“Womb for Rent”: Socio-Cultural Implications of Reproductive Tourism in India
Abstract
Commercial surrogacy in India has become an increasingly controversial human rights and global health issue. Indian women living in dire poverty are the most vulnerable group in this transnational phenomenon. Reproductive tourism can be defined as the process whereby affluent people, predominately from Global North countries (i.e., Canada) seek assisted reproduction in the Global South (in this case, India), to accomplish fertility and kinship formation goals while remaining oblivious to the inevitable social issues associated with this international trade. This study investigates how the media and academic anthropological research present current understandings of family and kinship regarding commercial surrogacy. I argue that reproductive tourism is a multi-faceted social issue with significant socio-cultural implications for kinship in India and the Global North with roots in a gendered division of labour, culture-specific belief systems, technological advancement, race and class stratification, capitalist structures, and globalization. I critically analyze diverse media sources that offer insights within these realms, and I use research in anthropology as ethnographic evidence to support, challenge, or extend claims reported by the media.

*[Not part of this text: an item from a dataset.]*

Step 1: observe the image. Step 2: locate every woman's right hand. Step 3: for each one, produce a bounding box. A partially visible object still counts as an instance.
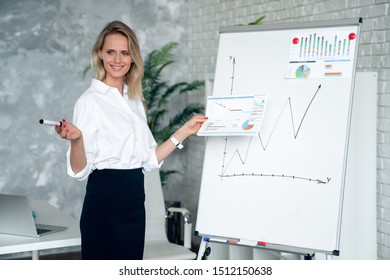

The commodification of reproductive labour has had vast impacts on the cultural meanings of kinship in India and in Global North countries. Transnational surrogacy must be perceived by governments as a public matter rather than a private one, in order to adequately derive holistic solutions to halt the exploitation of vulnerable Indian women while balancing the desire of infertile individuals to utilize surrogacy as a means of kinship formation.